In one aspect, obtaining the classifier comprises training the classifier to distinguish data between the first category and the second category.
In one aspect, characterizing the decision boundary comprises: fitting, by the computer system, a hyperplane to the data examples; and measuring, by the computer system, a spread from the hyperplane. In one aspect, characterizing the decision boundary comprises determining, by the computer system, where a rate of change magnitude of the orthogonal vector is greater than a rate of change threshold.
In one aspect, the method further comprises changing, by the computer system, training conditions of the generator.
In one aspect, the method further comprises measuring, by the computer system, changes in the classification scores for test data examples.
In one aspect, the first category and the second category each comprise classification categories. In one aspect, the first category and the second category each comprise data clusters.
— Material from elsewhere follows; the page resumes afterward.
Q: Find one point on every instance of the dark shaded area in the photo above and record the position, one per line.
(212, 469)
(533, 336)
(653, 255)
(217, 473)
In one example, a computer-implemented method for causing nodes of a neural network to be less likely to change in response to further training of the neural network comprises: identifying, by a computer system, indecisive nodes of the neural network, the indecisive nodes comprising the nodes where a combined derivative of any back-propagated objectives and any regularization terms is not in a direction that would cause an update of learned parameters to increase a difference between a node activation and a neutral activation value for each of the nodes; adding, by the computer system, a decisiveness objective to the indecisive nodes, the decisiveness objective comprising a multiplicative constant larger than one; setting, by the computer system, the multiplicative constant to a first value; and training, by the computer system, the neural network.
In one aspect, the method further comprises: identifying, by the computer system, the indecisive nodes; increasing, by the computer system, the multiplicative constant to a second value, the second value being larger than the first value; and training, by the computer system, the neural network.
In one aspect, the multiplicative constant is controlled by a hyperparameter.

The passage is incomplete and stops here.